A raiz dessa consciência de si mesmo está, segundo a teoria de Damásio, no sentimento de nossas próprias emoções, da percepção das maneiras como elas alteram nosso organismo. É um novo passo anticartesiano, de afastamento em relação ao racionalismo: tal como a razão, a consciência é mais emocional do que intelectual em sua origem, embora, evidentemente, tal como a razão, se tenha desenvolvido também, e eminentemente, como capacidade intelectual. Ou por outra: nossa vida intelectual é explicada a partir de nosso lado emocional.
No segundo capítulo, Damásio lamenta que a filosofia, apesar de David Hume e da tradição que nele se origina, tenha relegado as emoções para o lado da carne e da animalidade. O professor de Harvard que, a propósito do primeiro livro de Damásio, escreveu que "David Hume deve estar sorrindo", deve estar ele próprio sorrindo ainda mais com este novo livro. Não me perguntem quem deve estar rangendo os dentes.
Num outro aspecto nosso autor se aproxima da filosofia de Hume, dessa vez, aparentemente, sem de tal se aperceber. Tanto no "Tratado da Natureza Humana" como na "Investigação sobre o Entendimento Humano" (em 1739 e em 1748), há capítulos com o título, então mais provocativo ainda do que hoje (fora dos tais guetos...), de "A Razão dos Animais", em que o filósofo escocês atribuía a muitos animais as mesmas capacidades de inferência causal que caracterizam nossa espécie, apenas em grau inferior. Há um eco dessa atitude epistêmica em Damásio, em sua insistência em que essa consciência de ordem superior que é o sentido de si mesmo não é exclusiva dos homens e das mulheres, mas se manifesta também, por exemplo, nos macacos bonobos e em "alguns cães seus conhecidos", e a partir das mesmas raízes emocionais.

Naturalismo consistente
Bom humor à parte, há aqui uma tese profunda, de um naturalismo consistente que, ao mesmo tempo que favorece o surgimento de boas hipóteses científicas, tende a abater a velha arrogância humana, na infundada crença de alguns de nós de pertencer a uma espécie "superior" em tudo.
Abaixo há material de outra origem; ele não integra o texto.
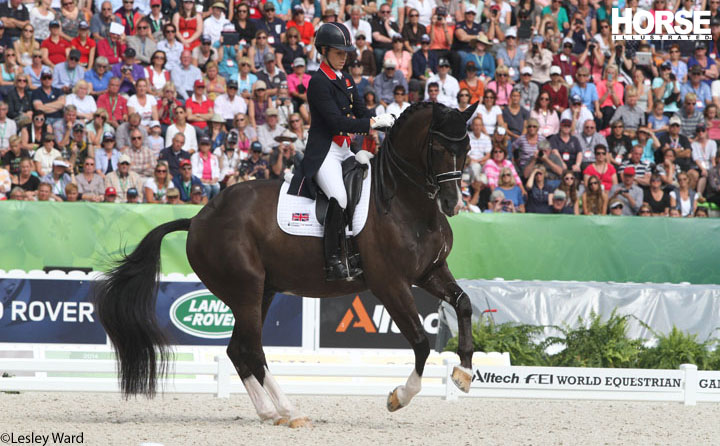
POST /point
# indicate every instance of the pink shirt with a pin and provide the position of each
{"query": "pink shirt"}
(492, 171)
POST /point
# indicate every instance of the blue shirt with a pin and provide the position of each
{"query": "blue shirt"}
(99, 84)
(101, 160)
(64, 77)
(588, 94)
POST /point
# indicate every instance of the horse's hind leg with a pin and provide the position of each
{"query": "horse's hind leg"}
(245, 350)
(400, 304)
(441, 284)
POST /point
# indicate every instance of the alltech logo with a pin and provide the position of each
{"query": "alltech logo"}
(361, 321)
(660, 25)
(357, 317)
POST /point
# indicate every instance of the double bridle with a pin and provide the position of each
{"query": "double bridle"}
(431, 185)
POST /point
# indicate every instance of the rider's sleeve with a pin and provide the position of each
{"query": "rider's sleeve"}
(322, 98)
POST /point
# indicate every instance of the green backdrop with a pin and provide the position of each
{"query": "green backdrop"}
(528, 247)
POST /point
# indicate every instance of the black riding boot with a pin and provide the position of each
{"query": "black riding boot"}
(335, 265)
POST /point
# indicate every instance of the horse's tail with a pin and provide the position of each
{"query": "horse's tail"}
(125, 305)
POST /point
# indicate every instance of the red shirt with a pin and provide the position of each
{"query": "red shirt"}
(203, 106)
(56, 51)
(307, 31)
(116, 108)
(84, 49)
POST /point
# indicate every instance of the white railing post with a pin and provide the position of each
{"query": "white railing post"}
(690, 390)
(223, 376)
(451, 392)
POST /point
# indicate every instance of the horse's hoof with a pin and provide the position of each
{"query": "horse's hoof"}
(462, 378)
(393, 402)
(300, 422)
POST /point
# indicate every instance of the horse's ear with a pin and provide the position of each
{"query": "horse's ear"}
(467, 114)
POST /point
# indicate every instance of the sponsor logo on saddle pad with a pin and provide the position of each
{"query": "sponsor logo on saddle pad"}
(201, 314)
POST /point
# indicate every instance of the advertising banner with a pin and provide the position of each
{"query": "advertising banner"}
(34, 310)
(361, 321)
(48, 311)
É mais um caso em que superstição, religião e ideologia se dão as mãos na ingente tarefa da construção da ignorância.
António Damásio é hoje uma das principais figuras do que devemos considerar uma nova Ilustração, um novo Iluminismo apostado numa luta incessante contra múltiplas formas de superstição. Todas essas formas, seja qual for sua origem, tendem a destruir ou a vilipendiar o novo Naturalismo que por toda a parte se vai manifestando na compreensão do homem, tanto em filosofia como em diversas tentativas de pesquisa interdisciplinar. É cada vez mais comum entre os filósofos tradicionalmente considerados "analíticos" ouvir-se dizer coisas como "agora somos todos naturalistas", talvez em parte devido à influência de filósofos como Quine e Davidson, Searle e Dennett. No caso de António Damásio temos um naturalismo especialmente sofisticado, o de um cientista com vocação e saber filosóficos definidos, que apresenta convincentemente uma concepção unitária da racionalidade e da emoção, na trilha do evolucionismo darwiniano e no espírito das melhores tradições da filosofia clássica e contemporânea.



O Mistério da Consciência
António Damásio
Tradução: Laura Teixeira Motta
Companhia das Letras (Tel. 0/xx/11/ 3846-0801)
474 págs., R$ 34,50



João Paulo Monteiro é professor no departamento de filosofia da USP e da Universidade de Lisboa, autor de "Teoria, Retórica, Ideologia" (Ática) e "Hume e a Epistemologia" (Imprensa Nacional, Lisboa).